Of course, Hamtramck’s had its brushes with fame before. One need only recall the infamous Rolling Stone Magazine article of yore, proclaiming Hamtramck a burgeoning hipster heaven in the heady days of Motor Lounge and the world-renowned techno music scene.
But this one feels a little more substantial, based as it is on data and trends. Of course, much can happen between now and that glorious prediction coming to fruition.
And that trend of people exiting urban areas would seem to portend an opposite fate, but hey. Let’s look on the bright side.

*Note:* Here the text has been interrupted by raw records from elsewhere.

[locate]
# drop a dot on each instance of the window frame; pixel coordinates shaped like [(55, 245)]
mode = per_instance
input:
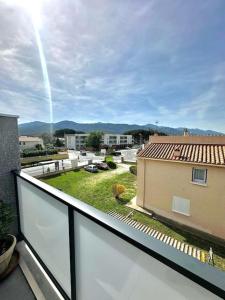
[(200, 181)]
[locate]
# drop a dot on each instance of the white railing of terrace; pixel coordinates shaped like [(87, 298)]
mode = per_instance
[(91, 255)]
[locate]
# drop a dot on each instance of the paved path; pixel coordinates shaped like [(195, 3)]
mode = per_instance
[(181, 246), (132, 204)]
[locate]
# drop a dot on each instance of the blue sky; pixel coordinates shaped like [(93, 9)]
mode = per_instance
[(116, 61)]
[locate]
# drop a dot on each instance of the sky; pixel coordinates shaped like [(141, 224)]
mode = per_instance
[(134, 62)]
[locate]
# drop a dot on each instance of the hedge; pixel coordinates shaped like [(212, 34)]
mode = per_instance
[(133, 170), (32, 153), (111, 164)]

We could all stand a bright side right now.
Posted Aug. 14, 2020
Phillip Kwik
August 15, 2020 at 9:21 am
It was not Rolling Stone that named Hamtramck one of the country’s hippest cities. It was the Utne Reader.
Freddiehenry
August 16, 2020 at 8:43 am
Freddie Henry 2013 at gmail.com I’ve been looking for a 2-bedroom house in Hamtramck between 7 and 800 and I cannot find one
Hamtramckan
August 16, 2020 at 10:19 am
guess the article wasn’t as famous as thought considering the author didn’t remember it correctly.
Guest
August 16, 2020 at 3:47 pm
https://www.thecentersquare.com/michigan/hamtramck-ranks-the-poorest-of-michigan-towns-study-finds/article_0652db46-dcb7-11ea-bcd6-6f8ef921c688.html
Resident
August 16, 2020 at 11:23 pm
From the above chart, at 49.1% poverty rate, we are the poorest city in the nation.
Time for a new slogan: “The Poorest, but proudly the richest”.